Quaternion kernel recursive least-squares algorithm

Various kernel-based algorithms have been successfully applied to nonlinear problems in adaptive filters over the last two decades. In this paper, we study a kernel recursive least squares (KRLS) algorithm in the quaternion domain. By the generalized Hamilton-real calculus method, we can apply the kernel trick to calculate the quaternion KRLS filter.
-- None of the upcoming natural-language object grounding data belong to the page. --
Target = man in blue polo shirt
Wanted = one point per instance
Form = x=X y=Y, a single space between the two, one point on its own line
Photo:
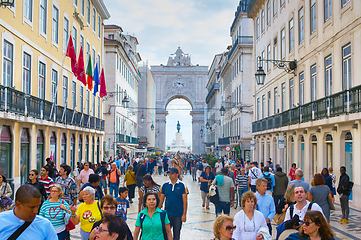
x=175 y=194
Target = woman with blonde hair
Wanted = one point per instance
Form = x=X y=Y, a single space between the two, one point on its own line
x=249 y=221
x=223 y=228
x=57 y=211
x=314 y=227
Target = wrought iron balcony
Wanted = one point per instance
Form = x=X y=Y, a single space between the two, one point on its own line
x=345 y=102
x=241 y=40
x=15 y=101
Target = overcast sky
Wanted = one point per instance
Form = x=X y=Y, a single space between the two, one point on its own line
x=199 y=27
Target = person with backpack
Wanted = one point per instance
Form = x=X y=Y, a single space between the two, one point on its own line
x=270 y=180
x=152 y=221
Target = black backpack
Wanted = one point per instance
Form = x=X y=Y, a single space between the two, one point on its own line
x=269 y=181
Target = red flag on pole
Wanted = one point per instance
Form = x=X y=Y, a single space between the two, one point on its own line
x=81 y=69
x=70 y=52
x=103 y=88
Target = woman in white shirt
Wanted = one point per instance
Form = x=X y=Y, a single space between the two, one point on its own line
x=248 y=221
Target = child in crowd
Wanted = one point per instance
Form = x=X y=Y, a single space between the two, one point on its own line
x=123 y=203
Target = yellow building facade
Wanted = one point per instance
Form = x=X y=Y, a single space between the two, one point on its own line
x=35 y=74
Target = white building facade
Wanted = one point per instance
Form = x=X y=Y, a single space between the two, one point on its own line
x=316 y=110
x=123 y=76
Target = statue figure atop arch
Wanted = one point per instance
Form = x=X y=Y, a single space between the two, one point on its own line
x=179 y=58
x=178 y=127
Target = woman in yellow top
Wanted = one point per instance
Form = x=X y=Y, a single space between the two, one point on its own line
x=87 y=213
x=129 y=178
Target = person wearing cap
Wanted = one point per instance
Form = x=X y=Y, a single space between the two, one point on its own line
x=175 y=194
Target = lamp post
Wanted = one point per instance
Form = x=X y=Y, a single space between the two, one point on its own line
x=5 y=3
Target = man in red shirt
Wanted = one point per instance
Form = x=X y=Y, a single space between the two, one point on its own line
x=45 y=179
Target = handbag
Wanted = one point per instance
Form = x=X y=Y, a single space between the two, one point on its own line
x=279 y=217
x=6 y=201
x=330 y=203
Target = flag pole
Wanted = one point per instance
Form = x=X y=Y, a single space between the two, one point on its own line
x=56 y=90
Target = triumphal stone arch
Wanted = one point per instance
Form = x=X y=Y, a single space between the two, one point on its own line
x=180 y=79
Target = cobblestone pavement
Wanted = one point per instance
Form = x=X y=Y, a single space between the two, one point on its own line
x=200 y=221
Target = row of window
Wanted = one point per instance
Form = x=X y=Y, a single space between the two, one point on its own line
x=8 y=66
x=346 y=84
x=91 y=17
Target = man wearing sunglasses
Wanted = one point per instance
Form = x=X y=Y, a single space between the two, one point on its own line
x=299 y=209
x=108 y=205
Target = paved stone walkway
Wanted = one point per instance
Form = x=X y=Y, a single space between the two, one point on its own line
x=200 y=221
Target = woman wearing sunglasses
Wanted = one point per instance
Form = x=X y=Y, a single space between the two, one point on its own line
x=249 y=221
x=223 y=228
x=314 y=227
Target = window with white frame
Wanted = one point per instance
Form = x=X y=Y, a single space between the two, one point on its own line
x=65 y=91
x=274 y=7
x=55 y=25
x=275 y=104
x=344 y=2
x=268 y=12
x=75 y=38
x=262 y=20
x=263 y=104
x=65 y=33
x=283 y=96
x=268 y=56
x=41 y=93
x=82 y=7
x=275 y=49
x=8 y=64
x=301 y=77
x=327 y=9
x=54 y=83
x=81 y=99
x=269 y=103
x=73 y=94
x=328 y=75
x=283 y=43
x=257 y=28
x=313 y=15
x=346 y=67
x=290 y=35
x=94 y=19
x=313 y=82
x=28 y=10
x=292 y=93
x=88 y=12
x=301 y=26
x=258 y=102
x=42 y=16
x=87 y=102
x=26 y=73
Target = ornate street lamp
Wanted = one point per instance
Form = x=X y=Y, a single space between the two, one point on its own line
x=222 y=110
x=5 y=3
x=288 y=66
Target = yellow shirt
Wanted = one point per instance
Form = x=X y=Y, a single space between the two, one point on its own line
x=89 y=214
x=129 y=178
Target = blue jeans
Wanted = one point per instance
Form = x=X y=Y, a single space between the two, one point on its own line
x=223 y=206
x=240 y=193
x=113 y=187
x=62 y=235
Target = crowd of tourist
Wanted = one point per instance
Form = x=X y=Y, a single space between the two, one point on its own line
x=48 y=204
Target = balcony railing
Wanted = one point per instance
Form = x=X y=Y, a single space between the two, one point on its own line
x=15 y=101
x=241 y=40
x=345 y=102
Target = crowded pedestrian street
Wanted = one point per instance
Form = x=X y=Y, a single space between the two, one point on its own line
x=199 y=223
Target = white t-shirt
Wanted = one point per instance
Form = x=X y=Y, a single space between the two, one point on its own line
x=254 y=173
x=301 y=213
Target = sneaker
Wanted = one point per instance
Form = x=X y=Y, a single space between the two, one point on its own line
x=341 y=220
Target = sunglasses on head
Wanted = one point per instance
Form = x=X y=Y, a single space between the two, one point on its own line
x=229 y=228
x=307 y=223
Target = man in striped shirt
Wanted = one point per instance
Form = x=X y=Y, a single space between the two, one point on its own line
x=45 y=179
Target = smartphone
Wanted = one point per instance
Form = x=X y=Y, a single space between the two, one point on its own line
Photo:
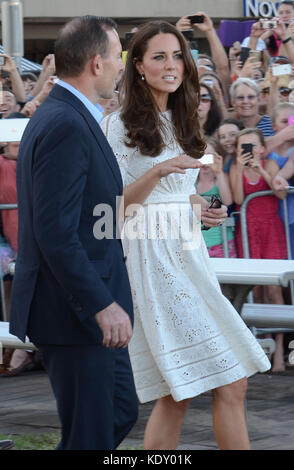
x=196 y=19
x=215 y=202
x=285 y=69
x=207 y=159
x=128 y=36
x=209 y=82
x=194 y=53
x=244 y=54
x=269 y=24
x=255 y=55
x=247 y=148
x=189 y=34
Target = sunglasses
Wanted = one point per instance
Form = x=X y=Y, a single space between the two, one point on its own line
x=205 y=98
x=285 y=91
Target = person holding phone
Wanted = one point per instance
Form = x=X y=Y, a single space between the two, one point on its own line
x=212 y=181
x=283 y=120
x=209 y=111
x=202 y=22
x=188 y=338
x=227 y=133
x=266 y=234
x=17 y=86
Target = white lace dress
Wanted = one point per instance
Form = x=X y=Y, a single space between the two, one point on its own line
x=187 y=337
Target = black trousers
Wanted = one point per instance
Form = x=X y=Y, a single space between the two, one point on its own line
x=95 y=393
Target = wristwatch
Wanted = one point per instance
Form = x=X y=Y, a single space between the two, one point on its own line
x=284 y=41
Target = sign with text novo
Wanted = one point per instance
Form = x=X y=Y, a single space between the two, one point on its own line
x=260 y=8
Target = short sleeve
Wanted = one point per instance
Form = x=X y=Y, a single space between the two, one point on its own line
x=115 y=133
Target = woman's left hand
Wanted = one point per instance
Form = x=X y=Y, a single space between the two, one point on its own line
x=255 y=165
x=214 y=217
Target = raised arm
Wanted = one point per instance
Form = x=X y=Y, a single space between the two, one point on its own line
x=48 y=70
x=15 y=78
x=217 y=50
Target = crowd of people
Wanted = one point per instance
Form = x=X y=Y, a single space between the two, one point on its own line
x=246 y=115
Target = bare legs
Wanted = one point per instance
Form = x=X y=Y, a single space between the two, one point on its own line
x=229 y=421
x=274 y=295
x=165 y=423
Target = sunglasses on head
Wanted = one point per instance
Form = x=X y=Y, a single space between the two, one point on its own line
x=205 y=98
x=285 y=91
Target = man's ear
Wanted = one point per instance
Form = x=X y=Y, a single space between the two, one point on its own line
x=96 y=64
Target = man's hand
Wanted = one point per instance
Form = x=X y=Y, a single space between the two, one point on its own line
x=115 y=325
x=30 y=108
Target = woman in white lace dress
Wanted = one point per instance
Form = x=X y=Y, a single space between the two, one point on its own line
x=187 y=336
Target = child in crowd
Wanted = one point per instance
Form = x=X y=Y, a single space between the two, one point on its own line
x=266 y=235
x=213 y=181
x=227 y=136
x=281 y=116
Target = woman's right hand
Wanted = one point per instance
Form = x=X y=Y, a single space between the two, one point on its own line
x=177 y=165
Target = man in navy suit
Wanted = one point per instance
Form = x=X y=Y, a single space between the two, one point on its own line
x=71 y=294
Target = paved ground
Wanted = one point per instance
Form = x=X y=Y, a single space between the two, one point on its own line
x=28 y=407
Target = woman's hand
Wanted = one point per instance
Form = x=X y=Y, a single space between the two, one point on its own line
x=214 y=217
x=255 y=165
x=280 y=183
x=244 y=159
x=250 y=67
x=217 y=165
x=9 y=66
x=176 y=165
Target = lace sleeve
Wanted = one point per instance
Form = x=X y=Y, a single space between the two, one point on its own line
x=114 y=131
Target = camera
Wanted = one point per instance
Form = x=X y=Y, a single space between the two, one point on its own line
x=189 y=34
x=269 y=24
x=196 y=19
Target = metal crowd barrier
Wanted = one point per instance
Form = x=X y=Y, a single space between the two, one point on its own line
x=264 y=318
x=2 y=290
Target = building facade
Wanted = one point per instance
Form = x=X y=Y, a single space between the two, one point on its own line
x=43 y=18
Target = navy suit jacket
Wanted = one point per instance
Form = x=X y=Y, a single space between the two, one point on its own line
x=64 y=275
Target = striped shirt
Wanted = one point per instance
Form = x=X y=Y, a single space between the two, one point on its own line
x=265 y=125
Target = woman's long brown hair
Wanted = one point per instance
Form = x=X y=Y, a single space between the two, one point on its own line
x=140 y=113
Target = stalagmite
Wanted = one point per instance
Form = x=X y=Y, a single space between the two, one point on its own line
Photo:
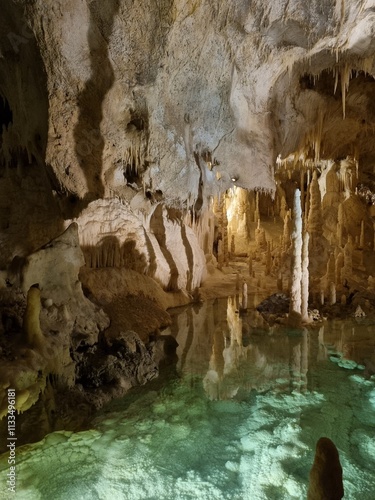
x=232 y=246
x=268 y=259
x=257 y=213
x=348 y=259
x=305 y=278
x=338 y=270
x=250 y=262
x=225 y=235
x=220 y=254
x=295 y=294
x=362 y=235
x=31 y=321
x=325 y=480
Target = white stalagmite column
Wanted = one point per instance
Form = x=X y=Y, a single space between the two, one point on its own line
x=295 y=293
x=305 y=278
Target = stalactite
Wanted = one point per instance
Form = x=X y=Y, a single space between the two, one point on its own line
x=250 y=263
x=362 y=235
x=257 y=213
x=340 y=220
x=348 y=259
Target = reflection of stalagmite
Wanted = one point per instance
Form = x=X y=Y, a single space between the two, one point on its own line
x=283 y=207
x=326 y=473
x=268 y=259
x=250 y=261
x=305 y=278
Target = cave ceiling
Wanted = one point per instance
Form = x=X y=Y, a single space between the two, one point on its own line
x=183 y=98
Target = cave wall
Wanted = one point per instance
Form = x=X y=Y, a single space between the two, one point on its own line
x=167 y=104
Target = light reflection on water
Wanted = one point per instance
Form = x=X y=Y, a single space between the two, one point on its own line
x=239 y=420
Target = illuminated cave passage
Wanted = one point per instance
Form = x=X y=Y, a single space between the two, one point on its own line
x=187 y=243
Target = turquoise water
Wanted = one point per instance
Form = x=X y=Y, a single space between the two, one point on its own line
x=237 y=418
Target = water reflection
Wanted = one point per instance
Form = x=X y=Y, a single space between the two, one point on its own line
x=236 y=351
x=239 y=422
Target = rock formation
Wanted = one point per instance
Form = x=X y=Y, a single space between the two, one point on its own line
x=139 y=139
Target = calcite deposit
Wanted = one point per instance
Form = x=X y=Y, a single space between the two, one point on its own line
x=146 y=146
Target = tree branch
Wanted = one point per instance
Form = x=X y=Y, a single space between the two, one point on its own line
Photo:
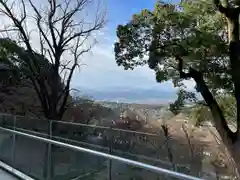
x=219 y=119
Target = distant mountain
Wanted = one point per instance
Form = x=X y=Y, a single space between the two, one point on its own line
x=129 y=95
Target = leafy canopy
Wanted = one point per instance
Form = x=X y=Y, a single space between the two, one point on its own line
x=193 y=30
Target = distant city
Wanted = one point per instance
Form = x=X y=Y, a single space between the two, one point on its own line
x=129 y=95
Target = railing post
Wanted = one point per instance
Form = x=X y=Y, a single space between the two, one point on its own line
x=110 y=141
x=14 y=139
x=49 y=153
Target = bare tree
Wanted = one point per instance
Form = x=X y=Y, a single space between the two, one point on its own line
x=61 y=33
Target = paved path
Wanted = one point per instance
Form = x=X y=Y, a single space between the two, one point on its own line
x=6 y=176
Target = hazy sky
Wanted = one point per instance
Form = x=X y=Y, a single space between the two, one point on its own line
x=101 y=71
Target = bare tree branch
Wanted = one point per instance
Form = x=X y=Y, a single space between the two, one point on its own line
x=60 y=33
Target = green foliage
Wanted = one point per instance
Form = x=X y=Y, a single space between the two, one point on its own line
x=183 y=98
x=192 y=29
x=227 y=103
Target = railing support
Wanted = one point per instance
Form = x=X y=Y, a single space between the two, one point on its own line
x=49 y=154
x=14 y=140
x=110 y=152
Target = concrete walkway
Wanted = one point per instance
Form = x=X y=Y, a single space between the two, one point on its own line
x=6 y=176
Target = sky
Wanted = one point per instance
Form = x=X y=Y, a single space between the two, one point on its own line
x=100 y=70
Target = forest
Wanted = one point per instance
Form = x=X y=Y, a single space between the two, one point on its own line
x=196 y=40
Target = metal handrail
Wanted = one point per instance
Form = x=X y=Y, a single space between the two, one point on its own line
x=108 y=156
x=104 y=127
x=98 y=146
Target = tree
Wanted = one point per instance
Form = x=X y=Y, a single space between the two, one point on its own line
x=59 y=35
x=195 y=39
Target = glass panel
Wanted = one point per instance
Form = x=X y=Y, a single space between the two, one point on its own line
x=6 y=147
x=30 y=157
x=69 y=164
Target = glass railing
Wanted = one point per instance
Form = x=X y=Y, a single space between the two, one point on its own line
x=44 y=158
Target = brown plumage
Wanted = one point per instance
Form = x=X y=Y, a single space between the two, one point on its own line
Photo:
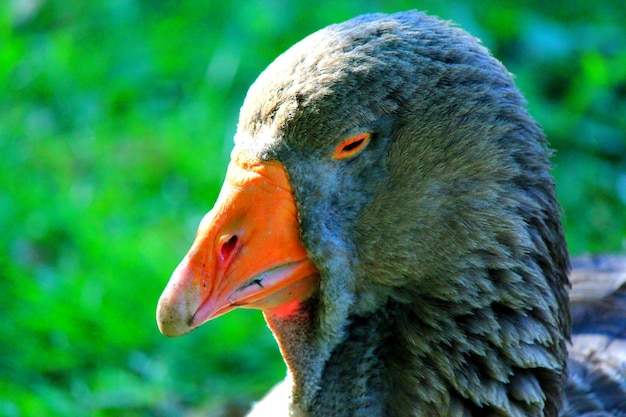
x=390 y=209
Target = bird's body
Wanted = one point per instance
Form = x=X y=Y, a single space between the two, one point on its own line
x=430 y=272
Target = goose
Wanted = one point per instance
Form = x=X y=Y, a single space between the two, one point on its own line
x=390 y=209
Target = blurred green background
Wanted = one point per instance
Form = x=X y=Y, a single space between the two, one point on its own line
x=116 y=119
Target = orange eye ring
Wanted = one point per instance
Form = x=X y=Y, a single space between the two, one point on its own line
x=352 y=146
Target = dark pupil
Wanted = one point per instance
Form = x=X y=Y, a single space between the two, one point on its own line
x=352 y=145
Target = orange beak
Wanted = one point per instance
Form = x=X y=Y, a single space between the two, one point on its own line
x=247 y=253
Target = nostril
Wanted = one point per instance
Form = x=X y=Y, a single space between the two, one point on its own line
x=228 y=246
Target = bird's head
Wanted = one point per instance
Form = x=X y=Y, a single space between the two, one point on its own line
x=388 y=158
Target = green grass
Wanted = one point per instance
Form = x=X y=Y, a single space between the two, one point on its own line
x=116 y=119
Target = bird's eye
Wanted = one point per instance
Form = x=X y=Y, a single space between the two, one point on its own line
x=352 y=146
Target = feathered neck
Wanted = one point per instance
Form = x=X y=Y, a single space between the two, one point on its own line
x=430 y=356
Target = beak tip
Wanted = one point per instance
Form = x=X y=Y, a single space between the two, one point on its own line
x=172 y=320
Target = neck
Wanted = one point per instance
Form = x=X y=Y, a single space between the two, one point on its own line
x=344 y=379
x=429 y=357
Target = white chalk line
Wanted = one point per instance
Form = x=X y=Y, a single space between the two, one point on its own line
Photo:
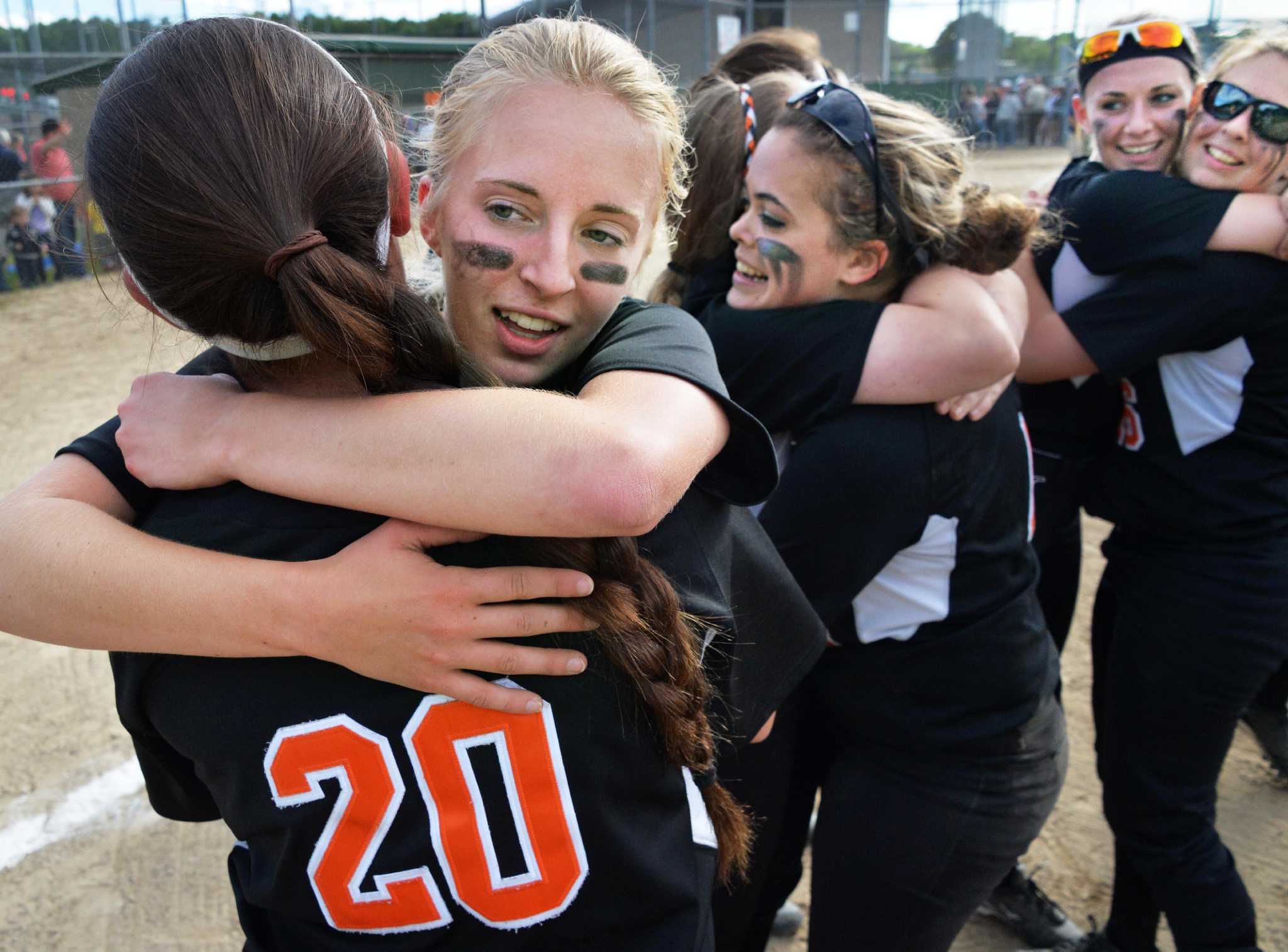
x=84 y=807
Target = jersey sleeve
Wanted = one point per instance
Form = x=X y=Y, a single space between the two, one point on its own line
x=1174 y=308
x=779 y=636
x=1130 y=219
x=855 y=492
x=99 y=446
x=174 y=789
x=666 y=340
x=792 y=367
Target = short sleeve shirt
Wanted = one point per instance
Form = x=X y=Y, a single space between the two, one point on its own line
x=907 y=531
x=1112 y=223
x=763 y=634
x=369 y=814
x=1201 y=353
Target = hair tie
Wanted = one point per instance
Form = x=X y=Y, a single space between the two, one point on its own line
x=748 y=118
x=299 y=245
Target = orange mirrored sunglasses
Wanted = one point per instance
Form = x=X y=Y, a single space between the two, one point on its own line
x=1150 y=34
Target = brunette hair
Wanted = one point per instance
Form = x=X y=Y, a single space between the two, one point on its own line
x=219 y=141
x=718 y=138
x=577 y=53
x=925 y=160
x=769 y=50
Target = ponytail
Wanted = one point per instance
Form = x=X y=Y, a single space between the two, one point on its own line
x=253 y=206
x=647 y=638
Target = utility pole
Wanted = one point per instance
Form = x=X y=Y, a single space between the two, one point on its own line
x=125 y=31
x=80 y=26
x=34 y=33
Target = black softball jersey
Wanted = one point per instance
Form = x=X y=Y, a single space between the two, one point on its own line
x=907 y=531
In order to show the feasibility of the proposed algorithm, firstly we investigate the quaternion recursive least squares (QRLS) algorithm, and simulations show that the proposed QRLS algorithm has the same steady error as that of the closed-form solution; Secondly, we generalize the QRLS algorithm to the quaternion KRLS algorithm, theoretical analysis show the convergence, and simulations are described demonstrating the performance of the proposed algorithm. (C) 2020 Elsevier B.V. All rights reserved.

Automated summary

This paper investigates the kernel recursive least squares (KRLS) algorithm in the quaternion domain using the generalized Hamilton-real calculus method. The study shows the feasibility and performance of the proposed algorithm by first examining the quaternion recursive least squares (QRLS) algorithm and then generalizing it to the quaternion KRLS algorithm, with theoretical analysis and simulations demonstrating convergence and accuracy.